RSJ 03/2570/GM, 1 maart 2004, beroep
Uitspraakdatum:01-03-2004

Dit onderwerp bevat de volgende rubrieken.

Uitspraak

nummer: 03/2570/GM

betreft: [klager] datum: 1 maart 2004

De beroepscommissie als bedoeld in artikel 30 van de Penitentiaire maatregel (Pm) heeft kennis genomen van een op 7 november 2003 bij het secretariaat van de Raad ingekomen beroepschrift van

[...], verder te noemen klager,

gericht tegen medisch handelen van een verpleegkundige verbonden de medische dienst van de penitentiaire inrichtingen Rijnmond, locatie De IJssel te Krimpen aan den IJssel,

alsmede van de overige stukken, waaronder het verslag d.d. 2 september 2003 van de bemiddeling door de medisch adviseur bij het ministerie van Justitie.

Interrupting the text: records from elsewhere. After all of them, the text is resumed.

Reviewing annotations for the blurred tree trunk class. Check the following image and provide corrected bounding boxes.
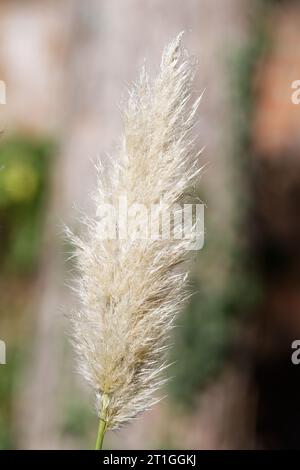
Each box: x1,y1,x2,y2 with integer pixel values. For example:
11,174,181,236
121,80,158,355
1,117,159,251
17,0,251,449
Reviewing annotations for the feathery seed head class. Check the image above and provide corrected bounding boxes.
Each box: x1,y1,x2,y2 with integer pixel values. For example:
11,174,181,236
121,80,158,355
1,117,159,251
69,33,200,428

Ter zitting van de beroepscommissie van 20 januari 2004, gehouden in de Penitentiaire Inrichtingen Amsterdam te Amsterdam, is klager gehoord.
De verpleegkundige verbonden aan de locatie De IJssel is niet ter zitting verschenen, hoewel behoorlijk opgeroepen.

Op grond van haar onderzoek overweegt en beslist de beroepscommissie als volgt:

1. De inhoud van het beroep
De klacht, zoals neergelegd in het verzoek d.d. 21 juli 2003 om bemiddeling aan de medisch adviseur, betreft onvolledige registratie door de verpleegkundige van door klager buiten de detentie gebruikte geneesmiddelen, ten gevolgewaarvan klager vier dagen geen methadon verstrekt heeft gekregen.

2. De ontvankelijkheid
Ingevolge artikel 29, eerste lid, Pm moet een verzoek om bemiddeling uiterlijk op de veertiende dag na die waarop het medisch handelen waartegen de klacht zich richt, worden ingediend. De klacht betreft nalaten van deverpleegkundige op 6 juni 2003. Nu het verzoek om bemiddeling terzake van deze klacht dateert van 21 juli 2003 komt de beroepscommissie tot het oordeel dat de hiervoor gestelde wettelijke termijn ruimschoots is overschreden, zodatklager niet-ontvankelijk zal worden verklaard in zijn klacht.
Hetgeen klager in zijn verzoek om bemiddeling omtrent de termijnoverschrijding heeft aangevoerd is niet voldoende aannemelijk en maakt voormeld oordeel derhalve niet anders.

3. De uitspraak
De beroepscommissie verklaart klager niet-ontvankelijk in zijn klacht.

Aldus gedaan door de beroepscommissie voornoemd, bestaande uit mr. Chr.M. Aarts, voorzitter, en de leden F.M.M. van Exter, huisarts, en I.A. de Graaff, verpleegkundige, in tegenwoordigheid van mr. Chr.F. Swart-Babbé, secretaris, op1 maart 2004.